In Butterfield's study, which was funded by the National Institutes of Health, he focused on amyloid beta peptide, a compound known to contribute to the senile plaques seen in the brains of Alzheimer's patients. The study compared amyloid beta peptide in an animal model to the same compound in humans and found both forms of the compound cause loss of connections between neurons and decreased cell viability as well as other damage associated with Alzheimer's.

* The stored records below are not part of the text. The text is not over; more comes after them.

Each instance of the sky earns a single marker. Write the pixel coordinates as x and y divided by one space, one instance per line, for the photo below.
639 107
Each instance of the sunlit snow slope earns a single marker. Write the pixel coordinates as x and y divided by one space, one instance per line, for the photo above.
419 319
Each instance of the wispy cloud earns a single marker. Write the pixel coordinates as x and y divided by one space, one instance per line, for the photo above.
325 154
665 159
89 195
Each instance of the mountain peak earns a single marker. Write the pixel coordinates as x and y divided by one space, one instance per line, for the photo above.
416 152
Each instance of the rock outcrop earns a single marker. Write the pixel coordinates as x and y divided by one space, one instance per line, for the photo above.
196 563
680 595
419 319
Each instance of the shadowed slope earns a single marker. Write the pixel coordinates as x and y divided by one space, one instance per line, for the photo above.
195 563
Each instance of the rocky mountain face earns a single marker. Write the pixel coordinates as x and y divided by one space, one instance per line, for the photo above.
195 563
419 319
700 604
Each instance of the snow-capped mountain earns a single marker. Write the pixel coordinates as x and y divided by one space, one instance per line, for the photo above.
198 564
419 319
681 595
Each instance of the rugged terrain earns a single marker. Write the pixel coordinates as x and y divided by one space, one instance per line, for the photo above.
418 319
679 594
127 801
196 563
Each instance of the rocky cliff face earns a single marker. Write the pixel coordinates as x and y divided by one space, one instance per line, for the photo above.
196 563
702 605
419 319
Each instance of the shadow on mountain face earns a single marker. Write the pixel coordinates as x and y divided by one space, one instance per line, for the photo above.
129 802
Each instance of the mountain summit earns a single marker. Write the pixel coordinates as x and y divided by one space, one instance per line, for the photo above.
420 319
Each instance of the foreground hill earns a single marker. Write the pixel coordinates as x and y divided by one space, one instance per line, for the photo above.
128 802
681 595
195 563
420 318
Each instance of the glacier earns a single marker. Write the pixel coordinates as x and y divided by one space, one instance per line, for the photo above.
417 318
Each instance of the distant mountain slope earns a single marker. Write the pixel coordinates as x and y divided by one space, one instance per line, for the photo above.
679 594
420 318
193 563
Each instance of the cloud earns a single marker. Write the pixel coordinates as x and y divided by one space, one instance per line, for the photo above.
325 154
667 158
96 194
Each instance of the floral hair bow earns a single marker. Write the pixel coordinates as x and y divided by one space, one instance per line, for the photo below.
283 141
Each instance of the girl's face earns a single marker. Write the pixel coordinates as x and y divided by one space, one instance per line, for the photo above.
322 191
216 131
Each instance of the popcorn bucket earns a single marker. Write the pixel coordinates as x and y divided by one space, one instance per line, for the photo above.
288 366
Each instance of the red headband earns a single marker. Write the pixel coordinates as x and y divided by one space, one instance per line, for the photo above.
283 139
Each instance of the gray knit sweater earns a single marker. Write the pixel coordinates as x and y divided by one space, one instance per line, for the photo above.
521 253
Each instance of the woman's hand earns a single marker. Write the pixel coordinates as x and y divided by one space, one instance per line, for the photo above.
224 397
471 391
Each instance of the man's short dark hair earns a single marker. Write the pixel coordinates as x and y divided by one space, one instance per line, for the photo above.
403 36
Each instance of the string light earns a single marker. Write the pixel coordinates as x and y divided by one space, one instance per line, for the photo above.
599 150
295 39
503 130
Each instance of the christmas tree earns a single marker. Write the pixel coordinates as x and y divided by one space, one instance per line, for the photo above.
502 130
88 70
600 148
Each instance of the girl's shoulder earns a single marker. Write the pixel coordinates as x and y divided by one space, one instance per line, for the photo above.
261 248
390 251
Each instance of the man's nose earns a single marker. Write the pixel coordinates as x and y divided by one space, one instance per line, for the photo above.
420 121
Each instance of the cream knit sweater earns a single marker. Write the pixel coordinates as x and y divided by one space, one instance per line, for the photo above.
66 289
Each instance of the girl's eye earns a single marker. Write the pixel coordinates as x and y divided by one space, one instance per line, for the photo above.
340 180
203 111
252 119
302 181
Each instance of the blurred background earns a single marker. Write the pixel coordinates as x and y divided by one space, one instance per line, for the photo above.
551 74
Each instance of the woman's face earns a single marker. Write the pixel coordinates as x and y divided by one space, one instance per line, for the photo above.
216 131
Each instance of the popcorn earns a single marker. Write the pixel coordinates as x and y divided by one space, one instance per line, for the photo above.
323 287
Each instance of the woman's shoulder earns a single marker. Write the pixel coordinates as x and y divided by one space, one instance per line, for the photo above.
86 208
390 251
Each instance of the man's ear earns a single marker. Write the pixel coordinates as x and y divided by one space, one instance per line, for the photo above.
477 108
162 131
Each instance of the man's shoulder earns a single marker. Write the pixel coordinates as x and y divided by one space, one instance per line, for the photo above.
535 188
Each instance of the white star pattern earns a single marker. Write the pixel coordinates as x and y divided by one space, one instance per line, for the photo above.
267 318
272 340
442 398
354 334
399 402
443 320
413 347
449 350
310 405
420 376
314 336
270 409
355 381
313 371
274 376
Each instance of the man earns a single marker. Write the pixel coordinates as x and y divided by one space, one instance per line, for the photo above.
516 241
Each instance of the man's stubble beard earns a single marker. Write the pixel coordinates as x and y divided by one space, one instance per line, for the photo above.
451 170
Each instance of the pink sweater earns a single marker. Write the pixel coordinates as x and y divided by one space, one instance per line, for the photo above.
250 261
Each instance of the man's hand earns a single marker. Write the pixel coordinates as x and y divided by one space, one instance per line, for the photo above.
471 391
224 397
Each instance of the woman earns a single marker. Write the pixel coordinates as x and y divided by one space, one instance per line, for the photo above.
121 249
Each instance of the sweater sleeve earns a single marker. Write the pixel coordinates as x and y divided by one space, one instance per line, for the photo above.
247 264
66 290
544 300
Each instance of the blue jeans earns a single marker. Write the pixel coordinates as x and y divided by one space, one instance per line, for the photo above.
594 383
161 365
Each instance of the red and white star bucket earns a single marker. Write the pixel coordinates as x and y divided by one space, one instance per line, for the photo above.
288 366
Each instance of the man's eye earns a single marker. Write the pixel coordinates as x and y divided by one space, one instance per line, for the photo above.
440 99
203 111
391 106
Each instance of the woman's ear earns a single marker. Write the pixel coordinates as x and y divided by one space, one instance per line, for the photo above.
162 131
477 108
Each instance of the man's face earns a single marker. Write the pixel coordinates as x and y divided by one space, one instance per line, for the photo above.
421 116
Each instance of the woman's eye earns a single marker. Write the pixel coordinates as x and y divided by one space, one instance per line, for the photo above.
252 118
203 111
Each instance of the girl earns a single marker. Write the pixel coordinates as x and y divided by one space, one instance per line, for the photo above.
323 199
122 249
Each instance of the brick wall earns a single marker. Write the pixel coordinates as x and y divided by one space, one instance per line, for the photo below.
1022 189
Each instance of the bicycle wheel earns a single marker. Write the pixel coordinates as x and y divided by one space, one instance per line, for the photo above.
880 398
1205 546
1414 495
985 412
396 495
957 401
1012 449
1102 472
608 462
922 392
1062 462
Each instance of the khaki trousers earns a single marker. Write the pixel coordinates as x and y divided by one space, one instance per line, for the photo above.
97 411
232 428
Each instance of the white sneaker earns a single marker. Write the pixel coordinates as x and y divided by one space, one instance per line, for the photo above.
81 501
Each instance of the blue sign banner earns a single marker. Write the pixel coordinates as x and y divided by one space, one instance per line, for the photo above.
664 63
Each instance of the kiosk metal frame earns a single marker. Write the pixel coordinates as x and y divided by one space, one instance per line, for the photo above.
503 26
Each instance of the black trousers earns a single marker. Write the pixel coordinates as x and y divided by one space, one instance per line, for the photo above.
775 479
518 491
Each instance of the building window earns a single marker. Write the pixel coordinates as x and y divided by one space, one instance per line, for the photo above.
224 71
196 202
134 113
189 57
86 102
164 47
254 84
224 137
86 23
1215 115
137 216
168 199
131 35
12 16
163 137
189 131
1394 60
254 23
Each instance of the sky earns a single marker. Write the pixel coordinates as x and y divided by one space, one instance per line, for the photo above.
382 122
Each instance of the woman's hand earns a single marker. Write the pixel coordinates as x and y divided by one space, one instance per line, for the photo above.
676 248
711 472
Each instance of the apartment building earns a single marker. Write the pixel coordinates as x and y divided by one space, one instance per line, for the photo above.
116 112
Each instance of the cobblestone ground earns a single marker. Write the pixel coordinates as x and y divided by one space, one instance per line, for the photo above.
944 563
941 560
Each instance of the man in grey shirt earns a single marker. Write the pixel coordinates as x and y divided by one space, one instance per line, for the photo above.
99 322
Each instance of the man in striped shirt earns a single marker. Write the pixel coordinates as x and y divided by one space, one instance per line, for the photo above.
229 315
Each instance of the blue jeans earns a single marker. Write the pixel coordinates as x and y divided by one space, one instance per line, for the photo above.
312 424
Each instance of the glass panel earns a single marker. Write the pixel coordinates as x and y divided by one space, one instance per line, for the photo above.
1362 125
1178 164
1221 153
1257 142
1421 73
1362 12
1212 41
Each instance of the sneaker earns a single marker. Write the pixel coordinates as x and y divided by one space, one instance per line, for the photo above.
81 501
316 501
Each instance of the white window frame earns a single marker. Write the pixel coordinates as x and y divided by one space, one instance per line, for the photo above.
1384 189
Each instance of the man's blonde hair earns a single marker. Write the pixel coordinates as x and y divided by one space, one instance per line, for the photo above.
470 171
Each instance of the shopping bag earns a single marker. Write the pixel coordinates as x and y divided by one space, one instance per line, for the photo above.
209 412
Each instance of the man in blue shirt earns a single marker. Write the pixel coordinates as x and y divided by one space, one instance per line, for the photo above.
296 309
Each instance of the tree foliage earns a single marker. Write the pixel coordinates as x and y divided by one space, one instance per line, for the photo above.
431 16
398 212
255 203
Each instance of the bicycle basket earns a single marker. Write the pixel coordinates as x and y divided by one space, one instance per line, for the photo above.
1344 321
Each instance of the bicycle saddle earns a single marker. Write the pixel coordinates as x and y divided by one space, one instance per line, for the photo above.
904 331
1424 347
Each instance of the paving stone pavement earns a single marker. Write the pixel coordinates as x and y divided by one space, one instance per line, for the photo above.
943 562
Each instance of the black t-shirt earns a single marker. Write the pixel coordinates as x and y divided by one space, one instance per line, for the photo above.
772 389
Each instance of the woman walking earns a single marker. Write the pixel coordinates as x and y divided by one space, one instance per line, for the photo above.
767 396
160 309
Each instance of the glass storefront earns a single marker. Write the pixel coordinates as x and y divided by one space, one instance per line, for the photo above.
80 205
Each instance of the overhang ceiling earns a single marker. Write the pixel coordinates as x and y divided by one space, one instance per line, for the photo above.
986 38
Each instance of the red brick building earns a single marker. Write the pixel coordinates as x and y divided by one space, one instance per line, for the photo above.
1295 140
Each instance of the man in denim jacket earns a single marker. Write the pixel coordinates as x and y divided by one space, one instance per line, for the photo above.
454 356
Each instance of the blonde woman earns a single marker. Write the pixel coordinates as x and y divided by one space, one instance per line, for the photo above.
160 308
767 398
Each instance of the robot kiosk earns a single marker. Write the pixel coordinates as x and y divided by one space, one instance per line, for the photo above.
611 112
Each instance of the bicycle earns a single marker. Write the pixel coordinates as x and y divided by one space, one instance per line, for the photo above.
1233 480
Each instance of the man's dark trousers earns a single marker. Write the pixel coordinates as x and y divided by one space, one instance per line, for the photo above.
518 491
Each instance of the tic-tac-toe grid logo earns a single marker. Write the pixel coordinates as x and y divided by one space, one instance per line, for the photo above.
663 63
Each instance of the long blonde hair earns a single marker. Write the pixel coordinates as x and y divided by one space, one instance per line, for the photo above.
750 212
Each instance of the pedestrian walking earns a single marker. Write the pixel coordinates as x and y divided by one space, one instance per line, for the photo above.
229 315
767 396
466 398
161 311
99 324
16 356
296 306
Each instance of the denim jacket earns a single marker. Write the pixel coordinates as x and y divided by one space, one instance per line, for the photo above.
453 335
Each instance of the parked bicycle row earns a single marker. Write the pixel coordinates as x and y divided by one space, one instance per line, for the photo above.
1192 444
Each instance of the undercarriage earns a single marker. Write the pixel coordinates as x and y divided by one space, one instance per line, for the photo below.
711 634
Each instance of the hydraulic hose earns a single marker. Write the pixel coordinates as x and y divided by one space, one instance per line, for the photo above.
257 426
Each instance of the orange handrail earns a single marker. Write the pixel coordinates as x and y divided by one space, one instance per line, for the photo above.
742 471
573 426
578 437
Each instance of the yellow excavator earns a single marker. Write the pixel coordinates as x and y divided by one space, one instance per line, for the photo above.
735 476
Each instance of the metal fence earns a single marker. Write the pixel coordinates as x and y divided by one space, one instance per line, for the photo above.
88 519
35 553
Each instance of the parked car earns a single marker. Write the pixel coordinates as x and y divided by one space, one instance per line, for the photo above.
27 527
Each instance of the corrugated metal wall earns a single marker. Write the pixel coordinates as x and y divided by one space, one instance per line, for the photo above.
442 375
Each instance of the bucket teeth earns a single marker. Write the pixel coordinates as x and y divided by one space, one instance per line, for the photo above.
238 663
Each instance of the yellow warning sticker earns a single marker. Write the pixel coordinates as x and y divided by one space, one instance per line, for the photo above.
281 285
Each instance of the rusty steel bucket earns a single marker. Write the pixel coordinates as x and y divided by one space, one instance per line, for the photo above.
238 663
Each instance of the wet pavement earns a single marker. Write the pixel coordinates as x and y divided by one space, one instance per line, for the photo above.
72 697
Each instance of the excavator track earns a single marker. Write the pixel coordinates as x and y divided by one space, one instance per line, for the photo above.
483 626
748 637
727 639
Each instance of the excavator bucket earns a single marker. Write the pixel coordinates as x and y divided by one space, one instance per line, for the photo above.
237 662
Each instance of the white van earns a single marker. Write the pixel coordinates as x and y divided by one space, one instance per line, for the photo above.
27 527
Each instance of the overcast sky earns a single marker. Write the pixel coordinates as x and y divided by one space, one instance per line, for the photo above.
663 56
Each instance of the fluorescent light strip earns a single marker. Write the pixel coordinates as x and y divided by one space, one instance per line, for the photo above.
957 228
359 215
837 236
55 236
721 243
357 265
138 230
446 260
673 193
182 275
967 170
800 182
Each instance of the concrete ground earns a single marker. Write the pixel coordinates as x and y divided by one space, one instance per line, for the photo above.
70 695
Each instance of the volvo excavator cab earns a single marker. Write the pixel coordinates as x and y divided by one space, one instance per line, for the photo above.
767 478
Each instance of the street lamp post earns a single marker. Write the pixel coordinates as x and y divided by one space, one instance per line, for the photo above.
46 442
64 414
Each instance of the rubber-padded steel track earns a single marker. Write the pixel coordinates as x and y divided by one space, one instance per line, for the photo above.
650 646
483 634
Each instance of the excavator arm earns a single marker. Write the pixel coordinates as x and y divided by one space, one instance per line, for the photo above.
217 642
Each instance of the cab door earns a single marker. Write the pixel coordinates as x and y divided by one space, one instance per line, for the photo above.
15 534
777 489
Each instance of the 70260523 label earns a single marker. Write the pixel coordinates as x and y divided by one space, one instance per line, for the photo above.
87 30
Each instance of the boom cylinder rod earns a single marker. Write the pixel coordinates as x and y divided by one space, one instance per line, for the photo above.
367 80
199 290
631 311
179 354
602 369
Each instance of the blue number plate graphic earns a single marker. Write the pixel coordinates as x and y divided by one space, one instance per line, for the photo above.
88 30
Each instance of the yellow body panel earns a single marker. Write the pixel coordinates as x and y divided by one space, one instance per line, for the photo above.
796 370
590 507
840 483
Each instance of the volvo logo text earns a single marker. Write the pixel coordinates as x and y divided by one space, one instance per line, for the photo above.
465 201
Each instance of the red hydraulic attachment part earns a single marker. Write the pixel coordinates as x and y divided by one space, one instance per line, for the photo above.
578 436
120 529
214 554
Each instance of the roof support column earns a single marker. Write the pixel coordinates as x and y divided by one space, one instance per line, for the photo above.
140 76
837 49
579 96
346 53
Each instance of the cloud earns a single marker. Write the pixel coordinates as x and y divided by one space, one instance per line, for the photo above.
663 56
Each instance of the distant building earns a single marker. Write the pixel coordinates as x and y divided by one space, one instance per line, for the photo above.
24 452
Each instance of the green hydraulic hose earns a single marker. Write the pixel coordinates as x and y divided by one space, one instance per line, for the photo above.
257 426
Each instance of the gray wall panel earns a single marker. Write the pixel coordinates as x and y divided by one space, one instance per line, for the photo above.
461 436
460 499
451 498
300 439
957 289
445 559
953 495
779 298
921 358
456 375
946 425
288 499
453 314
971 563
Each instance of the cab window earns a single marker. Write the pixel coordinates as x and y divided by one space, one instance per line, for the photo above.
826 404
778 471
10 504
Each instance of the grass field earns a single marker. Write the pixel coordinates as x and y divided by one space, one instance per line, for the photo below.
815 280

Butterfield's study identified methionine in the human amyloid beta peptide as a key contributor to Alzheimer's disease. A previous theory held that it was the copper binding sites in the human peptide that contributed to Alzheimer's. His study found the animal form of the peptide, which does not have the copper binding sites, still causes damage. Butterfield says this indicates the damage to neurons caused by the human peptide in an Alzheimer's disease patient is related to the peptide's methionine residue.
Butterfield also demonstrated that in the animal form of the peptide, the introduction of the antioxidant vitamin E slowed the destruction of brain cells as it appears to in the human form. These results provide new insights into the mechanisms of action of human amyloid beta peptide, which many researchers believe causes the damage seen in the brains of Alzheimer's disease patients.
Butterfield's complete paper is in the October issue of the Journal of Alzheimer's Disease.